Does 375W work pretty well for you? What are you powering off of it?

Happy Trails,
Doug


----------



## Ghosty (Jan 17, 2005)

well here is a list of some of the things folks have ran ... the numbers are the standard watts that the items draw...

Cell Phone 24 
CD Player 40 
iPod 120 
TV 25 Inch 175 
Laptop Computer 65-90 
Computer & Monitor 400 
Printer 75 
VCR 50 
CPAP 200 
Blender 400 
Satellite Dish 75 
PS2, Xbox 125

But i really just use it for the TV if the AC power goes out--


----------



## N7OQ (Jun 10, 2006)

I don't reconize the company name it it a good brand? I ask this because I have gone through several Inverters, they burn out after a year or so. The last one that went out only lasted a few months. 
Thanks,
Bill


----------



## Ghosty (Jan 17, 2005)

Verstelle said:


> I don't reconize the company name it it a good brand? I ask this because I have gone through several Inverters, they burn out after a year or so. The last one that went out only lasted a few months.
> Thanks,
> Bill


Yes Schumacher is the worlds leader in battery chargers so i figure they make good inverters .. i have had no problem...


----------



## drose (Jul 26, 2005)

Thanks Ghosty for the link, just ordered mine.


----------



## mv945 (Jul 18, 2006)

Just ordered one as well.
Just curious, where do you connect to DC power besides outside on the battery terminals?


----------



## 2500Ram (Oct 30, 2005)

mv945 said:


> Just ordered one as well.
> Just curious, where do you connect to DC power besides outside on the battery terminals?


Just plug it into the 12v power source in the TT or TV aka cigarette lighter.

I've got a 300w Belkin inverter I use for my LCD and DVD player works great but only has 1 outlet.

Bill.


----------



## 3LEES (Feb 18, 2006)

Ghosty said:


> Yes Schumacher is the worlds leader in battery chargers


With a name like that I would'a thunk their speciality would be shoes.


----------



## FridayYet? (Feb 9, 2006)

Ghosty,

THanks for the link and the info.
I just ordered mine.

Thanks,
Mike


----------



## N7OQ (Jun 10, 2006)

Thanks for the info Ghosty, I was to late to get in of the sale but will keep an eye open for another sale. It's good to know a good brand because the Walmart specials just don't last for me.


----------



## W4DRR (May 17, 2005)

2500Ram said:


> Just ordered one as well.
> Just curious, where do you connect to DC power besides outside on the battery terminals?


Just plug it into the 12v power source in the TT or TV aka cigarette lighter.

I've got a 300w Belkin inverter I use for my LCD and DVD player works great but only has 1 outlet.

Bill.
[/quote]

You won't be able to run it at full load on a typical cigarette lighter socket.
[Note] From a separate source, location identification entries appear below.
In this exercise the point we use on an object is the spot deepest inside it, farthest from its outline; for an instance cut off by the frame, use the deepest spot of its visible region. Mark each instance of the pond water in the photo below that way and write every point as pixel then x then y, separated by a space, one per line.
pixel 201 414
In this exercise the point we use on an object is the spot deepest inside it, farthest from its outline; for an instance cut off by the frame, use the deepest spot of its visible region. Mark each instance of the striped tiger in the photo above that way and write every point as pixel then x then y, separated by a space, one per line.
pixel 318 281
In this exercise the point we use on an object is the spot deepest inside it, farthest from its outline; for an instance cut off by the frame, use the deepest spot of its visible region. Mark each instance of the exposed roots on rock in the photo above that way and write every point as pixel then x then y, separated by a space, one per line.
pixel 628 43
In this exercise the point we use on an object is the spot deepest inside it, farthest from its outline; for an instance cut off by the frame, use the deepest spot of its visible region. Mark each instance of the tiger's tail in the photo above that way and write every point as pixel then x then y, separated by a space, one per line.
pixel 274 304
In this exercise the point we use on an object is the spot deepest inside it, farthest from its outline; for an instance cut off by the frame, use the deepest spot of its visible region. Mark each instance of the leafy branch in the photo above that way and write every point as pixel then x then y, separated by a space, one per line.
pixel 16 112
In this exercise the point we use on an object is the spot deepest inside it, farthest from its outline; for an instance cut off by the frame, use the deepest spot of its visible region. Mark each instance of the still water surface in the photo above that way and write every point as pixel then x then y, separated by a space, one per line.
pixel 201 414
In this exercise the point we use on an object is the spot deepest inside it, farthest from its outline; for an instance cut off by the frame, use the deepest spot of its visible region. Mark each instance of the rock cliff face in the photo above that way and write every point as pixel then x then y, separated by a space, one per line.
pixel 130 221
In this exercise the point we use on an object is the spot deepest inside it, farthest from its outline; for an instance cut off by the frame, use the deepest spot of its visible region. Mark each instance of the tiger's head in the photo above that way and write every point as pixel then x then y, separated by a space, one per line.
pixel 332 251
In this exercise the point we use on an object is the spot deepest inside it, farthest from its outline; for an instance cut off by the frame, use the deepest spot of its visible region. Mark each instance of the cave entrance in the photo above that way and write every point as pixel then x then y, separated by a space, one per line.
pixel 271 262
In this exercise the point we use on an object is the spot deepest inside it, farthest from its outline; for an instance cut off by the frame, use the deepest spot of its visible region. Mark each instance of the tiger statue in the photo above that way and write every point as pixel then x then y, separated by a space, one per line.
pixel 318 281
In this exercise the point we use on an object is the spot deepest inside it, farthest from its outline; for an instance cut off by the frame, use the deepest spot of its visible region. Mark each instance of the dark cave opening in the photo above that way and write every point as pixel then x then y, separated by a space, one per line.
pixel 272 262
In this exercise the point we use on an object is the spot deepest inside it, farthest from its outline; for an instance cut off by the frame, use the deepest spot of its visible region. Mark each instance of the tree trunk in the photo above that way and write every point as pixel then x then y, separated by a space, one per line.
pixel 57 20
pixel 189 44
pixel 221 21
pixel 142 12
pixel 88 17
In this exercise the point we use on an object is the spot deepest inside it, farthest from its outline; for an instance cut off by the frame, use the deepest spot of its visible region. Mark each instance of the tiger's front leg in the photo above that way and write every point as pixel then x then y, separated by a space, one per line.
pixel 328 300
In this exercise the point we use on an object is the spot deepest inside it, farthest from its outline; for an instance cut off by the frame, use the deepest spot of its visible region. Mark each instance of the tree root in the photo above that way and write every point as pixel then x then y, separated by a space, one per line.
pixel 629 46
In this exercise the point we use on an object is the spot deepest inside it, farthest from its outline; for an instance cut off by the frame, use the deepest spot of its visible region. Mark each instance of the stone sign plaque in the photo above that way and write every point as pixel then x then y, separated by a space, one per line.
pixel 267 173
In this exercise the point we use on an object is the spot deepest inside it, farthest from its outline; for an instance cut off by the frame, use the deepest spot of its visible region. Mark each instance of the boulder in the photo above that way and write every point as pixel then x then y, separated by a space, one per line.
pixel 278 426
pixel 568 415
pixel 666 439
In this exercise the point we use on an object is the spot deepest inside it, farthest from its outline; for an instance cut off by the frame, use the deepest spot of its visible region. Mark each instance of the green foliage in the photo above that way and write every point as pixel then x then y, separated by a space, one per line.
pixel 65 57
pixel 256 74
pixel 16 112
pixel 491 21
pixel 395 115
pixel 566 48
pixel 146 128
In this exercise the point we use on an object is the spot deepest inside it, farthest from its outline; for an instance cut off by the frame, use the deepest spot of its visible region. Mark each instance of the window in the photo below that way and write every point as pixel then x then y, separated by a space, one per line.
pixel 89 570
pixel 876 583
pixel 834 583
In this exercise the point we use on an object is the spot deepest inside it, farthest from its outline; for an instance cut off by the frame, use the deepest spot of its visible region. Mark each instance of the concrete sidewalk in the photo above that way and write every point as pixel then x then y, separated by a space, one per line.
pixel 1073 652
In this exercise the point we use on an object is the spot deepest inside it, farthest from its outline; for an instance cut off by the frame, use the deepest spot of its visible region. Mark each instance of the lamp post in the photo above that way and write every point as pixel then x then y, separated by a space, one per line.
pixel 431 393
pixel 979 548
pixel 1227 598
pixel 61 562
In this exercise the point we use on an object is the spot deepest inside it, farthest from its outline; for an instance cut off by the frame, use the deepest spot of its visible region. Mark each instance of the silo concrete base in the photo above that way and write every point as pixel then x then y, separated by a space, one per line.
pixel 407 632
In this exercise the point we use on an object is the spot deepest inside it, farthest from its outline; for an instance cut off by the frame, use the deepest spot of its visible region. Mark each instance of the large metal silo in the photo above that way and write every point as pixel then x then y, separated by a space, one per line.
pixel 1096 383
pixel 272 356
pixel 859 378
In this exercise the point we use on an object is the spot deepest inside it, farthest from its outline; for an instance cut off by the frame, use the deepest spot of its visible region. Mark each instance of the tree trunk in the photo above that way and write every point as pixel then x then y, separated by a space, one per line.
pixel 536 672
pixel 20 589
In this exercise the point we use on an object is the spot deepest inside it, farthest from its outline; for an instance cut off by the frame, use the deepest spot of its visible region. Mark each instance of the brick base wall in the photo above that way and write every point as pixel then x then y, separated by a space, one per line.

We are talking 40+ amps. For that, it would have to be hard-wired to the battery. For light loads, like small TV's, etc., the cigarette lighter socket will work just fine.

Bob


----------



## 2500Ram (Oct 30, 2005)

W4DRR said:


> Just ordered one as well.
> Just curious, where do you connect to DC power besides outside on the battery terminals?


Just plug it into the 12v power source in the TT or TV aka cigarette lighter.

I've got a 300w Belkin inverter I use for my LCD and DVD player works great but only has 1 outlet.

Bill.
[/quote]

You won't be able to run it at full load on a typical cigarette lighter socket. We are talking 40+ amps. For that, it would have to be hard-wired to the battery. For light loads, like small TV's, etc., the cigarette lighter socket will work just fine.

Bob
[/quote]

How are you getting 40+ amps from a 375w inverter







I could be wrong but the max amp draw on this inverter couldn't be more than 7 amps and that's from the specs on the website listed above with a surge of 750w.

Bill.


----------



## CamperAndy (Aug 26, 2004)

375w load at 12 vdc supply = 31.25 amps DC draw. Since it is not a perfect conversion then the top draw would be 10% to 20% higher.

Output at 120 vac and 375 w would have only a bit more then 3 amps.


----------